# 0. Choosing/downloading dataset
QIIME release from UNITE website, following text is copied from the unite website and is a good example of what we could write in the thesis:

*Three sets of QIIME files are released, corresponding to the SHs resulting from clustering at the 3% distance (97% similarity) and 1% distance (99% similarity) threshold levels. The third set of files is the result of a dynamic use of clustering thresholds, such that some SHs are delimited at the 3% distance level, some at the 2.5% distance level, some at the 2% distance level, and so on; these choices were made manually by experts of those particular lineages of fungi.
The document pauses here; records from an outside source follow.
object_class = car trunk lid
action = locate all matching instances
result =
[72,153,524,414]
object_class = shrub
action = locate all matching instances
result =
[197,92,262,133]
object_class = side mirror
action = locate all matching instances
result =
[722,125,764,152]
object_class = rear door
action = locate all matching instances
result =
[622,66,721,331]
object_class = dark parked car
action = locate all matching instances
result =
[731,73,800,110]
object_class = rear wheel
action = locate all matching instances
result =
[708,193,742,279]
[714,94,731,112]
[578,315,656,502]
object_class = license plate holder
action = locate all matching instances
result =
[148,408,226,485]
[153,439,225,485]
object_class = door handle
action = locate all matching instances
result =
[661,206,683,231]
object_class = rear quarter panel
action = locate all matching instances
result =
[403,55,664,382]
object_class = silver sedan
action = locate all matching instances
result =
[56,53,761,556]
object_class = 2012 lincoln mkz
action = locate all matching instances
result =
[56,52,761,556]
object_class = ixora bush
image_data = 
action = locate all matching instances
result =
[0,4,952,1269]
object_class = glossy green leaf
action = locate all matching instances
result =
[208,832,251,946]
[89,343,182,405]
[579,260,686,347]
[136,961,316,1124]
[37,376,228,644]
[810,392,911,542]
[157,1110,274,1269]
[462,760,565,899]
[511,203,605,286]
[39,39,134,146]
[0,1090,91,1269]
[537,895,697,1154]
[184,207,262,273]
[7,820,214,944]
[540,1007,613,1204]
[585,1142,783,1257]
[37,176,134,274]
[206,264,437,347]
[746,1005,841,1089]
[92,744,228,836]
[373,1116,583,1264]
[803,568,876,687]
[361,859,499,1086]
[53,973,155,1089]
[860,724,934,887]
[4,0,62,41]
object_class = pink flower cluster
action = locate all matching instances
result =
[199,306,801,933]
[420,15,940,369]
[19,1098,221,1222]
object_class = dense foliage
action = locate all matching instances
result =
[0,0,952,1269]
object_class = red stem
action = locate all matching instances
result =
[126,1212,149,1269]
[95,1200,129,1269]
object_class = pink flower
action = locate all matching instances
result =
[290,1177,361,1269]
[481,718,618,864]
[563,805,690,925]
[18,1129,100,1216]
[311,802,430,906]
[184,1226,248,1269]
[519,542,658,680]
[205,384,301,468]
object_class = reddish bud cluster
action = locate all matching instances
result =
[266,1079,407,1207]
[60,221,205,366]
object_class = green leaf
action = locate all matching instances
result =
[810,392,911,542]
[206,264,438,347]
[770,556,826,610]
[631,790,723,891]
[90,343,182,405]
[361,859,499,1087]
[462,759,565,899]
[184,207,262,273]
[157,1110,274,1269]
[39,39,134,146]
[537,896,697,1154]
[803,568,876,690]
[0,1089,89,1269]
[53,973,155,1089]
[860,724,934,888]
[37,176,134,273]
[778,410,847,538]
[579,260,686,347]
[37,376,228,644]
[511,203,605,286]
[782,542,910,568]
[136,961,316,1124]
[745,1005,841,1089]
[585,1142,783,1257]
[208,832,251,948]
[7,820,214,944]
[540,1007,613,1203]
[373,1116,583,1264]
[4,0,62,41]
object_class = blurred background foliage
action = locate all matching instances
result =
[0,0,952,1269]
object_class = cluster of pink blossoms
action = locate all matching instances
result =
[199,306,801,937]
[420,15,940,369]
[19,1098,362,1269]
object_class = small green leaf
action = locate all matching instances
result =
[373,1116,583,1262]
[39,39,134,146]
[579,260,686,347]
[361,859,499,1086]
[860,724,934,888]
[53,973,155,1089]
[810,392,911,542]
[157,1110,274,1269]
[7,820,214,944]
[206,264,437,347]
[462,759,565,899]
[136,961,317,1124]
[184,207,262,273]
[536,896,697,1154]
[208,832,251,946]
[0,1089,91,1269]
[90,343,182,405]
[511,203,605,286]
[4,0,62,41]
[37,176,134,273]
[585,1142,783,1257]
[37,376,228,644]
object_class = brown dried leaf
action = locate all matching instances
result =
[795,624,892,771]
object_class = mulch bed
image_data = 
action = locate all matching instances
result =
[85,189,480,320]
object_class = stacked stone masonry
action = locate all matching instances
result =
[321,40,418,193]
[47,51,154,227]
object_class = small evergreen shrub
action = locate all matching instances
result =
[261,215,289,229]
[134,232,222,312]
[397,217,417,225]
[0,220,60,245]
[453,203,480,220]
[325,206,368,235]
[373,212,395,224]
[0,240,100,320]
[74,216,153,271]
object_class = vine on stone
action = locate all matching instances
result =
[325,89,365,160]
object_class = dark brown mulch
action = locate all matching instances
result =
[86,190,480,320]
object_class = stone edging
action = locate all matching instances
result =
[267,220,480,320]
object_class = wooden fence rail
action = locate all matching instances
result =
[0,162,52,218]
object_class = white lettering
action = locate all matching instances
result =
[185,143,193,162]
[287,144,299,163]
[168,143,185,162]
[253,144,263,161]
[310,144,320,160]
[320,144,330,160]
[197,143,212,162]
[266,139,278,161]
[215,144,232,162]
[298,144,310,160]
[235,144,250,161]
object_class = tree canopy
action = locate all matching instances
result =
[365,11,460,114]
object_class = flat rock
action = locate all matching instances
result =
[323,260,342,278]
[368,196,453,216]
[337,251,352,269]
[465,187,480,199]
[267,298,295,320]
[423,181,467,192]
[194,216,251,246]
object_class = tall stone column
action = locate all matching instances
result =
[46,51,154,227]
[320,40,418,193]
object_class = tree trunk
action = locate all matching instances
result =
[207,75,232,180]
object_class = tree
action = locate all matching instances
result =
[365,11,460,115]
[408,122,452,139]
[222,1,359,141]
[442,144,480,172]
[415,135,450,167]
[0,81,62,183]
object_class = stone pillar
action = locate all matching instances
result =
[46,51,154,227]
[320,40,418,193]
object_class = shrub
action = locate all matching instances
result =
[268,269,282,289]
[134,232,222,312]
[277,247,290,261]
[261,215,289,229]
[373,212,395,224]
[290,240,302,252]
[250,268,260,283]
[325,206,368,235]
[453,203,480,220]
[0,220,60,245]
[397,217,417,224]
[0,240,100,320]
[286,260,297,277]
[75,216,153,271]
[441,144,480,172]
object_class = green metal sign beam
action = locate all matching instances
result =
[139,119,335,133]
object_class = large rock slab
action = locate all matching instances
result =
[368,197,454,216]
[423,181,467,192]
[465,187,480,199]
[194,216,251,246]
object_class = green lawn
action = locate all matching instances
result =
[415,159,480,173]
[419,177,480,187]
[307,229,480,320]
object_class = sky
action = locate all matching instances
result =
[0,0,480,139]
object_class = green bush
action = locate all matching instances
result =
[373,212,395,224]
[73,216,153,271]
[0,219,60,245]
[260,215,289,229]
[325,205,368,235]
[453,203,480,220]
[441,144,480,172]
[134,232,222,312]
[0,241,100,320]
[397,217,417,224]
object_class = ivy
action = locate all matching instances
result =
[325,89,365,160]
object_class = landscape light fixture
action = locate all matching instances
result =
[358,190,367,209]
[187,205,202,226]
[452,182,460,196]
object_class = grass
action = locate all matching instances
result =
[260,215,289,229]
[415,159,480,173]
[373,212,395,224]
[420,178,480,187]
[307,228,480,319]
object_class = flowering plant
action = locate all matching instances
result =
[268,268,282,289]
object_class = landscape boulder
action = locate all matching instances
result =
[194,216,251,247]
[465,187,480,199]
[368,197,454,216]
The syntax is the same throughout the three sets of files.*

*Each SH is given a stable name of the accession number type, here shown in the FASTA file of the dynamic set:*

\>SH099456.05FU_FJ357315_refs 
CACAATATGAAGGCGGGCTGGCACTCCTTGAGAGGACCGGC…

*SH099456 = accession number of the SH 05FU = global key release 5, organism group FUngi FJ357315 = GenBank/UNITE accession number of sequence chosen to represent the SH refs = this is a manually designated RefS (reps = this is an automatically chosen RepS*)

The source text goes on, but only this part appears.